Als (toekomstig) eigenaar en/of beheerder van een koelinstallatie of airconditioner in Nederland heeft u te maken met CFK-wetgeving.
In deze wetgeving (RLK 1993) wordt bepaald op welke wijze omgegaan moet worden met stoffen die de ozonlaag aantasten.
Tevens worden hierin de verbodsdata in verband met de toepassing van deze stoffen aangegeven.
Bij de meeste airconditioners worden koelmiddelen gebruikt die
onder de RLK (Regeling Lekdichtheid Koelmiddelen) vallen. Dit
houdt onder ander in dat een airconditioning installatie
aangelegd en onderhouden dient te worden door een STEK-erkend installateur.

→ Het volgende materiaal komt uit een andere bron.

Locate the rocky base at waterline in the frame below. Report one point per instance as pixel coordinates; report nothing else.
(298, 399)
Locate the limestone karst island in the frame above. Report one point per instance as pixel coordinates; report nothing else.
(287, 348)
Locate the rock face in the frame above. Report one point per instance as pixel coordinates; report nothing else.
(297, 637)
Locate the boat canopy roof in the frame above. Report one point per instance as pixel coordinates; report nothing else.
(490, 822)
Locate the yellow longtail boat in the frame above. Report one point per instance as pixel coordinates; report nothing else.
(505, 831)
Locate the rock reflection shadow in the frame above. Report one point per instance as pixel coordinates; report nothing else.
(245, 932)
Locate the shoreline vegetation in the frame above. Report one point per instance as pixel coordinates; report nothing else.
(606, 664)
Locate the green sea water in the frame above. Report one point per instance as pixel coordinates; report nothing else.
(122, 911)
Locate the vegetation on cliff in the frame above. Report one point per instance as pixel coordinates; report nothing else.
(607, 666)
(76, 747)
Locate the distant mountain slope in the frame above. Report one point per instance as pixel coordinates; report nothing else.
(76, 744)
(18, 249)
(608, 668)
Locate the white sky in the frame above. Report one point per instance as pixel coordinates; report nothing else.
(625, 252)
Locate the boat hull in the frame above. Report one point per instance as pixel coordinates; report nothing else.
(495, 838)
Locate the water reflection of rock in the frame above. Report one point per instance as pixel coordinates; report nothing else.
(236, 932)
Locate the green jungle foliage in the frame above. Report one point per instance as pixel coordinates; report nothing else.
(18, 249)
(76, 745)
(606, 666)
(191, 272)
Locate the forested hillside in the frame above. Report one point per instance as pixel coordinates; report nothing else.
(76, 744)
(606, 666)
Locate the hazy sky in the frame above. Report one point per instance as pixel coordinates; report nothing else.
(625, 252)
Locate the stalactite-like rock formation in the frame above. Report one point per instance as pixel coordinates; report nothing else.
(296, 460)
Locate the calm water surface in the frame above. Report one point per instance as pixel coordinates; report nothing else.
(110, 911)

Uit oogpunt van lekkagepreventie moeten grotere installaties
regelmatig worden gecontroleerd.
Onderhoud van grotere installaties moet tenminste jaarlijks
gebeuren.
Al deze voorschriften en wetten zijn er op gericht om zoveel
mogelijk te voorkomen dat er Cfk's in de atmosfeer komen, daar
deze schadelijk zijn voor de ozonlaag.
Tegenwoordig worden er al gassen toegepast (R134a en R407C) die
veel minder schadelijk zijn dan de eerder toegepaste gassen
zoals Freon 11, 12 en 22.
De STEK ( Stichting Erkenningsregeling voor de uitoefening van het Koeltechnisch bedrijf) controleert bij de installateurs en bij de eindgebruikers of alle voorschriften worden nageleefd.
De verplaatsbare airconditioners vallen niet onder deze voorschriften.